The staging of thyroid cancer follows the same internationally accepted staging system of T (for primary tumor lesions), N (for lymph node metastases), and M (for distant metastases) (below), which classifies tumors into stages I-IV, with the later the stage, the worse the patient’s outcome.

Differentiated thyroid cancer (DTC) mainly includes papillary thyroid carcinoma (PTC) and follicular thyroid carcinoma (FTC), which account for 90% of thyroid cancers.

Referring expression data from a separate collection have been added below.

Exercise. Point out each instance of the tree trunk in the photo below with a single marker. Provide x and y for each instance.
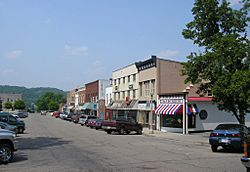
(242, 116)
(237, 116)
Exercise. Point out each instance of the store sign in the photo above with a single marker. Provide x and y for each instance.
(146, 106)
(178, 99)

The staging of DTC is related to age at first diagnosis, with 55 years of age as a “cutoff”, as follows:
Under age 55, all are early (stage I or II) (Table 1):
| Table 1. DTC Staging Under Age 55 | |
| Meaning | |
| I Period | No distant metastases, regardless of tumor size or metastasis to regional lymph nodes |
| Stage II | Distant metastases (e.g., lung, bone, brain) |
55 years and older, classified as stage I-IV based on normal TNM staging (Table 2):
| Table 2. Staging at age 55 and older | |
| Staging | Meaning |
| I Period |
Tumor confined to the thyroid with a maximum diameter of ≤ 4 cm; No lymph node metastasis or distant metastasis |
| Stage II |
Meets one of the following two conditions:
|
| Stage III |
invasion of subcutaneous soft tissues, larynx, trachea, esophagus, or laryngeal recurrent nerve, regardless of lymph node metastasis or not, regardless of tumor size; No distant metastasis |
| IVA stage |
invasion of the prevertebral fascia, or encirclement of the carotid artery or mediastinal vessels, regardless of tumor size; No distant metastases |
| Stage IVB |
Distant metastases occurred regardless of the primary lesion and regional lymph node metastatic lesions |
Why do we draw an age line for DTC staging?
Briefly, the reason for age delineation is that numerous studies have shown that DTC outcomes are strongly correlated with age at onset. outcomes are very different in patients who develop before age 55 versus after, with younger patients having a better prognosis.
As early as 1979, a study found that age at onset of DTC was associated with survival, with patients older than 45 years having a significantly shorter survival time than those younger than 45 years. Therefore, the 1983 version of TNM staging used 45 years as the cutoff. Several studies since then have also found that age is an independent determinant of patient outcome.
Subsequent studies have shown that when the age cutoff was set at 55 years, 12% of patients were classified as early (stages I-II) compared with 45 years from previously advanced (stages III-IV), and that staging was a more significant predictor of survival. Accordingly, the new age cutoff was changed to 55 years.